Amid the COVID-19 pandemic, Boatright said the department and state courts have been trying to keep up with a record backlog of jury trials they haven’t been able to conduct.

Usually, he said, Colorado courts hold 2,700 jury trials a year -- 2,400 of them criminal in nature. 

As of the beginning of 2021, state courts had more than 14,000 trials scheduled statewide -- more than 10,000 of them criminal trials.

“Crime has not stopped, serious crime has not stopped,” Boatright said. “We come here asking for help.”

Many of the defendants are bumping up against the 6-month speedy trial requirement currently in state law. Boatright asked that lawmakers consider suspending those deadlines to allow courts to catch up.

He acknowledged there may be anger among lawmakers about the department’s controversy, but he urged them to act thoughtfully.

“Don’t take anger out on trial courts and probation, because that’s about serving the people of this state,” he told the chamber. “If you're going to be mad, be mad at me.”

Boatright also told state lawmakers that much of the probation department has had to adapt during the COVID-19 restrictions -- a challenge, he said, since for many people on probation the key to success is connecting with their probation officer. 

“Our probation officers have made adjustments … and have remained committed,” he said. “I want to remind everyone that probation is the most cost effective method for supervising offenders.”
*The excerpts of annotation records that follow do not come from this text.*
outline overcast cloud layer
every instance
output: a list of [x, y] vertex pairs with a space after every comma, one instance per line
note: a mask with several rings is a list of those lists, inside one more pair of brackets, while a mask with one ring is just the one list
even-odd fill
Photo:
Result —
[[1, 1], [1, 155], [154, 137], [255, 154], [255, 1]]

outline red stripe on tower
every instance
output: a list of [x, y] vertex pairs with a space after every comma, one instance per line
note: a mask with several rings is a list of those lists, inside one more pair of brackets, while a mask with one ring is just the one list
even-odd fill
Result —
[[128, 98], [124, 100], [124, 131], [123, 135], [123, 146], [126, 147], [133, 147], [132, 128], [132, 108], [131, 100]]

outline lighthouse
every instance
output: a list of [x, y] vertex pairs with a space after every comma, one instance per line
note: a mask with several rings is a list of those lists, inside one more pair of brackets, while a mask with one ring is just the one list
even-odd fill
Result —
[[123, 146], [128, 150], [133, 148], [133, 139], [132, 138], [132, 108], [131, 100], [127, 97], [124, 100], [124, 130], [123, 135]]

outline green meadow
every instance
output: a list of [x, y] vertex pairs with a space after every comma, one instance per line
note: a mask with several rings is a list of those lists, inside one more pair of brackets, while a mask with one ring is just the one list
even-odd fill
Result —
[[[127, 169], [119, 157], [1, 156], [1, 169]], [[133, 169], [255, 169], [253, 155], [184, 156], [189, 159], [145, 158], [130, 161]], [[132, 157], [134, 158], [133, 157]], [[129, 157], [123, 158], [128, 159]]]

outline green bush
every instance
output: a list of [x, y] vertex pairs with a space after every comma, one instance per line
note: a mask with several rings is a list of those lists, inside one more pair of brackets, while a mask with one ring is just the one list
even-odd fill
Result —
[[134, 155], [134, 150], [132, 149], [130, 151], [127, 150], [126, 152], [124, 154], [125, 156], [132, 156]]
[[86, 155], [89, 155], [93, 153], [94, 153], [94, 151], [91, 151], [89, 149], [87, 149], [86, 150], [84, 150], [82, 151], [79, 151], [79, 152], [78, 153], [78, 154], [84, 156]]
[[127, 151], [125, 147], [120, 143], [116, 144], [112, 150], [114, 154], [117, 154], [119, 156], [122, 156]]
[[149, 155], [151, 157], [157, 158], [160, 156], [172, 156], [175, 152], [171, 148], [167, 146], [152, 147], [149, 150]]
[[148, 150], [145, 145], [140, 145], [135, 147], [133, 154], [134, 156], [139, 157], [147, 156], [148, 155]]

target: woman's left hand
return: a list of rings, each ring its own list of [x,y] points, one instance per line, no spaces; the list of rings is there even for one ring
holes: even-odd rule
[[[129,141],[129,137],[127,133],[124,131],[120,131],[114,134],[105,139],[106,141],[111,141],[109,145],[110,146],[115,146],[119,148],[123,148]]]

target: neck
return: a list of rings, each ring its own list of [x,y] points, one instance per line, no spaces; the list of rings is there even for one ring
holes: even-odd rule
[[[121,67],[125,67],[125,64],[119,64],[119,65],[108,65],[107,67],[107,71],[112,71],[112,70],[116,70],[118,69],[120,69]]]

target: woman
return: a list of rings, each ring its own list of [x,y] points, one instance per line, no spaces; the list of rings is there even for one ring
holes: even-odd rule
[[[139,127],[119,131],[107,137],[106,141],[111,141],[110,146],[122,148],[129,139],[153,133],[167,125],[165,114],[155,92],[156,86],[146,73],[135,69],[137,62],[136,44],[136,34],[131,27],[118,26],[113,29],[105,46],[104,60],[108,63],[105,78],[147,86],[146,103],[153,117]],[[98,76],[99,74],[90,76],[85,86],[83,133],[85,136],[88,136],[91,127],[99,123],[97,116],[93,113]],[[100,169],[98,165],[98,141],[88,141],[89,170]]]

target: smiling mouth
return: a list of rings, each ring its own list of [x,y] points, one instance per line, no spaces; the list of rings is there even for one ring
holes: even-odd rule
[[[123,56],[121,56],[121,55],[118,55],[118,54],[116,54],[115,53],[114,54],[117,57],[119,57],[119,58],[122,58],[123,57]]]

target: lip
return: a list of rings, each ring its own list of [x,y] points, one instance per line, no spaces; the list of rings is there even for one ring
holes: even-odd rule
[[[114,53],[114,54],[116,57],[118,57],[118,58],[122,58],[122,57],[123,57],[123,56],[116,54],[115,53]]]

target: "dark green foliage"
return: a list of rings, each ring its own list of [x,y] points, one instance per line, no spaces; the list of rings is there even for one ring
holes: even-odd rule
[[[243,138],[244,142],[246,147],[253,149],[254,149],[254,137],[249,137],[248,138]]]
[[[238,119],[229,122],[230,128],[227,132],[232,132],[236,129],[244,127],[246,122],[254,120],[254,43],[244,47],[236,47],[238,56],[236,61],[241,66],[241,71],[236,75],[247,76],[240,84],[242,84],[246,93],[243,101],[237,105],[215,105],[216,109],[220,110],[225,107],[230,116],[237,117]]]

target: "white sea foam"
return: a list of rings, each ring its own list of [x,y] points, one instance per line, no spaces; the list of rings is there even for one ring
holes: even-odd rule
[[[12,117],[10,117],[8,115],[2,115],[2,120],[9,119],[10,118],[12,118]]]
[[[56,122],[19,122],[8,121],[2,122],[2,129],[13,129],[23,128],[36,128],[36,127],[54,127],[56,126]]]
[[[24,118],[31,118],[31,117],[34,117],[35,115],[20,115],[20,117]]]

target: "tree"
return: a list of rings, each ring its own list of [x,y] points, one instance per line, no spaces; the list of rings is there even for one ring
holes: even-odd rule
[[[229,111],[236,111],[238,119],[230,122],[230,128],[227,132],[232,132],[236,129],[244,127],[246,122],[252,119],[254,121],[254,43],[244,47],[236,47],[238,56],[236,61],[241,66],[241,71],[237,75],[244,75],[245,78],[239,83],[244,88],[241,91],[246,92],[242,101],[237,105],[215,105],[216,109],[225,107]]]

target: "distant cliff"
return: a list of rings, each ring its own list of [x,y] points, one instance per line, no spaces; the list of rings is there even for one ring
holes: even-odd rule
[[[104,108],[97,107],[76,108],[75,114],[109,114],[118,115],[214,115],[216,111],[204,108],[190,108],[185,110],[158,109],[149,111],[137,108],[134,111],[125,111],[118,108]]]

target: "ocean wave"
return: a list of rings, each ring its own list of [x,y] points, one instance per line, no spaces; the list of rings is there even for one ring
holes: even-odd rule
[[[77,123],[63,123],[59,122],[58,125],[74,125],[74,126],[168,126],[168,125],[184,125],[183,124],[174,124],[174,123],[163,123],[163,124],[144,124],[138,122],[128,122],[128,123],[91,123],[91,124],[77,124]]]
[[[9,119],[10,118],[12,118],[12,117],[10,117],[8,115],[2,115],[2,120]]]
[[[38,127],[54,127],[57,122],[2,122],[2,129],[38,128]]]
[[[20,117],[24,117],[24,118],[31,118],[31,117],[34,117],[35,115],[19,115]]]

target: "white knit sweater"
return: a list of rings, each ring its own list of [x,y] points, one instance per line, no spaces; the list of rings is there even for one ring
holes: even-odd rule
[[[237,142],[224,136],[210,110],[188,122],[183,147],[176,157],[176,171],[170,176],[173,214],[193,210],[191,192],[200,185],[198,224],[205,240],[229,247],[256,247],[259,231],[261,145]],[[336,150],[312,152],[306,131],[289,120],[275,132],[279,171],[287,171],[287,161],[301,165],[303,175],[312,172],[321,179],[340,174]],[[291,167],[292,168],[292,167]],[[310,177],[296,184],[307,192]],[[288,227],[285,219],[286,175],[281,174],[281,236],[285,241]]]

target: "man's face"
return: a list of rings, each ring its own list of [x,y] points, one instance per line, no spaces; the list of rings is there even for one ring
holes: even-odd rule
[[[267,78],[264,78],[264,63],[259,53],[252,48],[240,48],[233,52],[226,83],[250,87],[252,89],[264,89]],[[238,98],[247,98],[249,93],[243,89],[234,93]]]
He said a person in prison costs the state $46,866 a year, while overseeing an offender on probation is a fraction of that -- $1,662.

Boatright acknowledged he is facing adversity -- and beseeched state lawmakers to remember that it is important the state judicial branch maintain its independence and integrity.

“We will think anew and we will act anew,” he said. “I want to assure you that we, as the judicial branch, will bring the clear-eyed perspective, energy and determination to tackling the challenges that face the branch … during these trying times. We are committed to lifting the clouds over the branch.”